The Hawks were presented with a unique opportunity despite finishing first in the Eastern Conference. Because of the 2012 trade in which the Nets acquired Joe Johnson from the Hawks, Atlanta had the opportunity to swap draft picks with Brooklyn in the 2015 draft. The Hawks obviously opted to take the Nets #16 overall pick, which gave them the immediate opportunity to add nice young talent to an already terrific core group of players. These opportunities do not come around often and that’s why when the Hawks opted to trade the pick for Tim Hardaway Jr., many NBA fans were skeptical. Knicks fans believe they had just pulled the ultimate robbery, while Hawks fans were left scratching their head. What could the erratic former first-round pick bring to what has proved to be a selfless Hawks squad?
While most Atlanta fans thought, “Oh, here we go again. Atlanta is wasting another golden opportunity.” I was quite pleased with the trade. While I liked guys like Bobby Portis and Sam Dekker, there were no sure things in the 2015 draft class outside of the top 1o, and Atlanta looked to be just a piece away from being a real championship team. While Hardaway was no superstar, he could bring scoring in bunches off the bench, which is something Atlanta really lacked in the playoffs last season. Hardaway is a seasoned player for someone who is only 23 years of age. His decision making may have been questionable in New York, but Hardaway did do one thing very well: shoot the rock. Hardaway shot over 35% from behind the arc, and considering a lot of those three-pointers were not exactly great shots, we should expect to see that percentage rise with the move to Atlanta. The Hawks where second in three-point percentage in the 2014-2015 season and fifth in three-pointers made.

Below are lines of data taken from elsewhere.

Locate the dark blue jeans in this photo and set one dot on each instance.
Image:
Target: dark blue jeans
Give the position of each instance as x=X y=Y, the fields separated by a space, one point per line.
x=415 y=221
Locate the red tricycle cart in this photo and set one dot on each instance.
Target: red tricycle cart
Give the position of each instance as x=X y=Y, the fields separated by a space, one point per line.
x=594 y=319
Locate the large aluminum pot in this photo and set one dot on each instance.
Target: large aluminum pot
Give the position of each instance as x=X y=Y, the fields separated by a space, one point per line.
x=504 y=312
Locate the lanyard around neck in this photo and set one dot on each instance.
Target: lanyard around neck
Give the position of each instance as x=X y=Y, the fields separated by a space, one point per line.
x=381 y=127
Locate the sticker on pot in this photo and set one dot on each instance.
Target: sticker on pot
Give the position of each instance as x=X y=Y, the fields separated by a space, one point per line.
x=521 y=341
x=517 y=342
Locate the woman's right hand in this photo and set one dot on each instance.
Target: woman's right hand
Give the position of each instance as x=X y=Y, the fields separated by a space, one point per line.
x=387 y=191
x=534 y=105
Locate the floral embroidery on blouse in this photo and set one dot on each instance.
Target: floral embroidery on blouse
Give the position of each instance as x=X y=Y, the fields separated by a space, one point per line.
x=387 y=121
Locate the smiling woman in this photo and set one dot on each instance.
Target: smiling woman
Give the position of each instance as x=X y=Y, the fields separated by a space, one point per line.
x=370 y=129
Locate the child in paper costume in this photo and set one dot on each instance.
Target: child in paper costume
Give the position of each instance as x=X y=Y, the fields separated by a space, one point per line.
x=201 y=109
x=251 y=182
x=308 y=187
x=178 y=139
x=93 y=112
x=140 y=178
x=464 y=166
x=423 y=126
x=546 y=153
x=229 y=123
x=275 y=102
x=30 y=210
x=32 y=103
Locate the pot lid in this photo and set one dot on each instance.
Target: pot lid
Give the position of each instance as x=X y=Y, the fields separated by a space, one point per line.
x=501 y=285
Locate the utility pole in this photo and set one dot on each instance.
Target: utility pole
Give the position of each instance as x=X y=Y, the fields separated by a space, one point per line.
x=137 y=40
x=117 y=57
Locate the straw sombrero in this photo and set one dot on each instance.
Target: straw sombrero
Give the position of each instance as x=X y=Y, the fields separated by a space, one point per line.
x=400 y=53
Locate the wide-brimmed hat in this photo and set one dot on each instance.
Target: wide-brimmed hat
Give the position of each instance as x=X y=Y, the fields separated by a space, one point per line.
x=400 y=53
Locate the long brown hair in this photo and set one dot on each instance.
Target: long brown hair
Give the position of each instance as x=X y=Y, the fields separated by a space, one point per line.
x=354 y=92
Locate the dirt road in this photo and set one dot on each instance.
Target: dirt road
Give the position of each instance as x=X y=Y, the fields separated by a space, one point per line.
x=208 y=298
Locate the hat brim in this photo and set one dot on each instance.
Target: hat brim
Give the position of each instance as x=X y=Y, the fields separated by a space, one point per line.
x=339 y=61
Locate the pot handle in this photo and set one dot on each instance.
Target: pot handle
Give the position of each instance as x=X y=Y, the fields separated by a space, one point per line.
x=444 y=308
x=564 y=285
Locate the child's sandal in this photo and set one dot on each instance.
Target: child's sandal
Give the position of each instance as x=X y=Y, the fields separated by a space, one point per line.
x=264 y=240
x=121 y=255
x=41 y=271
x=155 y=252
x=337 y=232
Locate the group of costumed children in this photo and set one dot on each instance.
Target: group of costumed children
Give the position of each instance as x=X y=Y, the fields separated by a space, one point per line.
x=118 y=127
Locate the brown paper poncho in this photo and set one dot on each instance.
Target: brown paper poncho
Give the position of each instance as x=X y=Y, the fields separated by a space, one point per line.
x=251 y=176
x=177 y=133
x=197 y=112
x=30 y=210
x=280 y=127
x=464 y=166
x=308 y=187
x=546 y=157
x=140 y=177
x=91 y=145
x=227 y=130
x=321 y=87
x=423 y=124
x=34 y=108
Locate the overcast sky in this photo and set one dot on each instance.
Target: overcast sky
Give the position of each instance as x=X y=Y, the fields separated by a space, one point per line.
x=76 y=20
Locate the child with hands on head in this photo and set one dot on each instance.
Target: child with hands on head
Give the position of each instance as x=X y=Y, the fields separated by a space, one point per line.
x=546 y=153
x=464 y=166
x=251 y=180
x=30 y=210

My optimism did not last long. I knew it would take Hardaway Jr. some time to gel with his new team in a complicated system, but I at least expected him to get some minutes off the bench. Hardaway spent the majority of the first half of the season in the D-league. He rarely even spent much time dressed out in a Hawks uniform let alone play in one. I found myself spending my time looking up players we could have had instead of Hardaway. I confess, I had become a doubter.
However, in the new year Hardaway finally got his chance. On January 5th, he was playing in just the fifth game with the Hawks, but this time he never looked back. He has played in every game since and has started to really make his presence felt in Atlanta. With every game his confidence in his teammates, the system and his own game has grown. On March 17th Hardaway got his first start for the Hawks due to a Kent Bazemore injury. He showed his full potential and racked up 21 points and grabbed 7 rebounds. He followed that up with another 20-point performance against the Rockets off the bench. The former Knick is averaging 17.8 points per game on close to 60 percent shooting in his last four games. He has been lights out from behind the arc, shooting over 50% in those games, and has become a real bright spot off the bench.
The sample size is still way too small to say the Hawks won this trade, but I really like what I am seeing out of Hardaway. He seems very in control and more comfortable every single game. He is a lights out three-point shooter and could have a very bright future in years to come. Kyle Korver cannot start forever, and Hardaway is still very young. If he can continue to improve, there is no reason he cannot potentially start for Atlanta in years to come.